Support

Ask your host to disable Apache custom error pages for HTTP status codes 401 and 403. The PHP strict notice is actually irrelevant to your issue.

Why does this happen? When you enable password protection all you're doing is create a .htaccess which tells Apache that the administrator directory is password protected. The next time your browser tries to access a resource in that directory it has to present a valid HTTP Basic Authentication header. If it doesn't, Apache returns an HTTP 401 status which, in turn, instructs the browser to ask you for the username and password (and then store it in its authentication cache for the browsing session).

However, HTTP 401 is an HTTP error status.
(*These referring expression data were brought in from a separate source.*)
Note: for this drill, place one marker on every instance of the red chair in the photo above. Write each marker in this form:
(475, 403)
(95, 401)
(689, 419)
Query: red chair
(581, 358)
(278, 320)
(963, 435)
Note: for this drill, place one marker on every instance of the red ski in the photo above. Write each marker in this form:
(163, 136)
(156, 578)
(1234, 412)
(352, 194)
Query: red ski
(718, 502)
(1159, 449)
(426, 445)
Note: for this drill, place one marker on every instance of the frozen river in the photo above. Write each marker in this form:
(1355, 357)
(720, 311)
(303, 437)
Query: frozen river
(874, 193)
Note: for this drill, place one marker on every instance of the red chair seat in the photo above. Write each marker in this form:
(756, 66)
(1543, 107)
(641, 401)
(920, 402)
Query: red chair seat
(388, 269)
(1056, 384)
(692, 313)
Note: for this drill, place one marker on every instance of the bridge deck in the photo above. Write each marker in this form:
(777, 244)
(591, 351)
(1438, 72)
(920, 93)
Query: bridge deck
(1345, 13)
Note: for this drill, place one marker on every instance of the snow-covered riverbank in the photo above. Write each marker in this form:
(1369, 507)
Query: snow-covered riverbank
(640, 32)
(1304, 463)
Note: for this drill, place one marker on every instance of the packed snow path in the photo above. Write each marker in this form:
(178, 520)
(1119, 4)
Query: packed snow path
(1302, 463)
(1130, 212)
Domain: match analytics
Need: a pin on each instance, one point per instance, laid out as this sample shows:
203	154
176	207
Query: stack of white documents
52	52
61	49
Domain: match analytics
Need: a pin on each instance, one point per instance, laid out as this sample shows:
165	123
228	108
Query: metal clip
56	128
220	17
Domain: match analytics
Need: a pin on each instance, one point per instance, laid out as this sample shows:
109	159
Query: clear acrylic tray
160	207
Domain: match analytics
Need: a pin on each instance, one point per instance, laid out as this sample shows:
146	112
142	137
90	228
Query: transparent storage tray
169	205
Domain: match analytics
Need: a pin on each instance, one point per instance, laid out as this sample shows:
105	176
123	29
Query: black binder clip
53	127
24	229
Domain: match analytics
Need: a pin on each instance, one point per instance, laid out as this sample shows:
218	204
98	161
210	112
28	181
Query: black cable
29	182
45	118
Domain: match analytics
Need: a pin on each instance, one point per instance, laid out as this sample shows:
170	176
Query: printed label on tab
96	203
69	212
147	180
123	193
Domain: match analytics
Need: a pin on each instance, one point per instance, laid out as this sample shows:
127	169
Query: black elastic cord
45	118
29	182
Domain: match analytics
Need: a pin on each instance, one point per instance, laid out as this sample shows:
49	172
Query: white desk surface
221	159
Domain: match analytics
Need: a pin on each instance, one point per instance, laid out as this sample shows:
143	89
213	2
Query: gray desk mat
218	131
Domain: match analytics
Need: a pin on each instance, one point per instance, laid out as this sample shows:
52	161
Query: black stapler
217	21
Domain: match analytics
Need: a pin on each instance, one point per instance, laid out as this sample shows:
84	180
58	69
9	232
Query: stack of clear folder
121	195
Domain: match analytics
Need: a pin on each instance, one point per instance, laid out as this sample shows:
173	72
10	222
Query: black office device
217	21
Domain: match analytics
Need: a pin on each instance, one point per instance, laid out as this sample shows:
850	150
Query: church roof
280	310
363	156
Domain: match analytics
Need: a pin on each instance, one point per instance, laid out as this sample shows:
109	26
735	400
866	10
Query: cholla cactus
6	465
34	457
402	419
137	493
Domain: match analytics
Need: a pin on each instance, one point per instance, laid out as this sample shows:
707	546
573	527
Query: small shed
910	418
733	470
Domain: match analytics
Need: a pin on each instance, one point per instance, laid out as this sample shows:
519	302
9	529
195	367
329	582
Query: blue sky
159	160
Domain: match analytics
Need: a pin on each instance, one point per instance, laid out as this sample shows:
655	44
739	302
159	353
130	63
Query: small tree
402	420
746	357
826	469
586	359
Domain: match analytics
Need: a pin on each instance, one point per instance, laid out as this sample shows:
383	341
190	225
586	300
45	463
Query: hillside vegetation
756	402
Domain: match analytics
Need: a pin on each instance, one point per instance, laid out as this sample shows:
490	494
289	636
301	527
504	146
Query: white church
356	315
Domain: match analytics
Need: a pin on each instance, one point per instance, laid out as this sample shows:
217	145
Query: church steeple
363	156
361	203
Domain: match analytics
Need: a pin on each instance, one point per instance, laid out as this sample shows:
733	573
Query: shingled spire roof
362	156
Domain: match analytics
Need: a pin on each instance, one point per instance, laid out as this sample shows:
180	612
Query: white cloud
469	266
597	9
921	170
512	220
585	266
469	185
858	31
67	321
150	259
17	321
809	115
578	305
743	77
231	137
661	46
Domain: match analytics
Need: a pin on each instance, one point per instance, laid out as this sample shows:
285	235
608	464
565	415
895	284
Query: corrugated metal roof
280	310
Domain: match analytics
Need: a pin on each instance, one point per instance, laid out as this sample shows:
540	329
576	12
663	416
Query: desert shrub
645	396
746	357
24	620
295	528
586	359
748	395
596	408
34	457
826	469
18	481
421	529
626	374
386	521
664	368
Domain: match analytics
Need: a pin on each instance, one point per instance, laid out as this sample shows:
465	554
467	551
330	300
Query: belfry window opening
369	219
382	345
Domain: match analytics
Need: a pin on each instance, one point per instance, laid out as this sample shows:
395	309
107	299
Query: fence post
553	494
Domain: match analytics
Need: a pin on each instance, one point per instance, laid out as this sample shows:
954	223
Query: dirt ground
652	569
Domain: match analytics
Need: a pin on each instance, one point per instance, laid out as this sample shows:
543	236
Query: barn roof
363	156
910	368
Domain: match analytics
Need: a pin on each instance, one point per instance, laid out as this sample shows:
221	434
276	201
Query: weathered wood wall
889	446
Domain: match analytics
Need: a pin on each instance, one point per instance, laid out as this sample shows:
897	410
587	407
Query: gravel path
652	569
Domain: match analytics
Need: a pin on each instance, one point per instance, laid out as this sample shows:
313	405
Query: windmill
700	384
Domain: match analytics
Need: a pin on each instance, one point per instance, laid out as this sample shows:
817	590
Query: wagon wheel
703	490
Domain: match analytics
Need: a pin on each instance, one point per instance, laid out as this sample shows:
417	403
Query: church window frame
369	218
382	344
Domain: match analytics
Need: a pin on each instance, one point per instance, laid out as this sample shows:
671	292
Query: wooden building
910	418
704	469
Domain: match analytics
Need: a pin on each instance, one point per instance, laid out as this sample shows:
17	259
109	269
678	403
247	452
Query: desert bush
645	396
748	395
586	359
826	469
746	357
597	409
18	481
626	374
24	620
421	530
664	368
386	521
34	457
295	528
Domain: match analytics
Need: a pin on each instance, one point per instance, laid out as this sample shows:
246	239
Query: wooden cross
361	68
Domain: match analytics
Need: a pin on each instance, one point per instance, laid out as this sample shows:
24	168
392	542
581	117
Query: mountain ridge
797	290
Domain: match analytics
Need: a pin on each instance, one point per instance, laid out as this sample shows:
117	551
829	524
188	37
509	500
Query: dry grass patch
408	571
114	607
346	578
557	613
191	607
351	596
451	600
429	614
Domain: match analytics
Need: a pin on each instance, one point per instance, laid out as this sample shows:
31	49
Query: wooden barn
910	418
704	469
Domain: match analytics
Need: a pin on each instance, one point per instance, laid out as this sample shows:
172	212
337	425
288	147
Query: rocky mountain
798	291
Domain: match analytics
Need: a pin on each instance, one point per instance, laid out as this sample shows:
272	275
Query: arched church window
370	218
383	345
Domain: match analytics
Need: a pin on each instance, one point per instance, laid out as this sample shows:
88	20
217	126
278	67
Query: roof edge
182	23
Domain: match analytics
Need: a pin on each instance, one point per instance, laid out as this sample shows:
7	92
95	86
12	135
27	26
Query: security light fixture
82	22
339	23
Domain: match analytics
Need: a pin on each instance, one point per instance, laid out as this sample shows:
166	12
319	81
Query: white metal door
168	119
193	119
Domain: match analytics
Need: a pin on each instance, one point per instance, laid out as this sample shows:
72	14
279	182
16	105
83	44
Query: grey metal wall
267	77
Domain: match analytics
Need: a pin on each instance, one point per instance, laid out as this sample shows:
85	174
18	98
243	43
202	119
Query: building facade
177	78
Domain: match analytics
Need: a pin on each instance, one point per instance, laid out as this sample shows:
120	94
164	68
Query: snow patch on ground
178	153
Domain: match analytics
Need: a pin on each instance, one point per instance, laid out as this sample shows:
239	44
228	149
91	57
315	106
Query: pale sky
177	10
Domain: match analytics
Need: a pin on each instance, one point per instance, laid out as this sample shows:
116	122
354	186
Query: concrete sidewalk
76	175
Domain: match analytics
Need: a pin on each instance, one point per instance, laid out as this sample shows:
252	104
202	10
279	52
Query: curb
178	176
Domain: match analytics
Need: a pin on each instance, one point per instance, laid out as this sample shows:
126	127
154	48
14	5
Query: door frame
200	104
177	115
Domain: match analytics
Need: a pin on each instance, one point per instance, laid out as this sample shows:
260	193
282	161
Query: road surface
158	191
Apache has a feature called custom error pages. Depending on the HTTP error status returned (4xx and 5xx) you can configure it to return a page with custom HTML content instead of the standard stark error message. This holds true even for the 401 status whose error page is normally NOT shown to the user. The problem is that the configure custom error page does not exist. This causes Apache to change the HTTP status to a 404 Not Found error. This breaks the authentication flow.

If that wasn't bad enough, Joomla is always configured to catch all 404 errors and try to figure out if it should try and serve a page instead. This is required for the correct operation of search engine friendly URLs. Now Joomla sees the 404 error with a URL it cannot understand so it tries to route it through com_content (the articles component). Hard as it may try, it can't find an article category which matches the URL, therefore throws the error you are receiving.

I know that's a crazy sequence of events but you'd surprised at how common it is. In fact, I think I might document it for the next version of Admin Tools.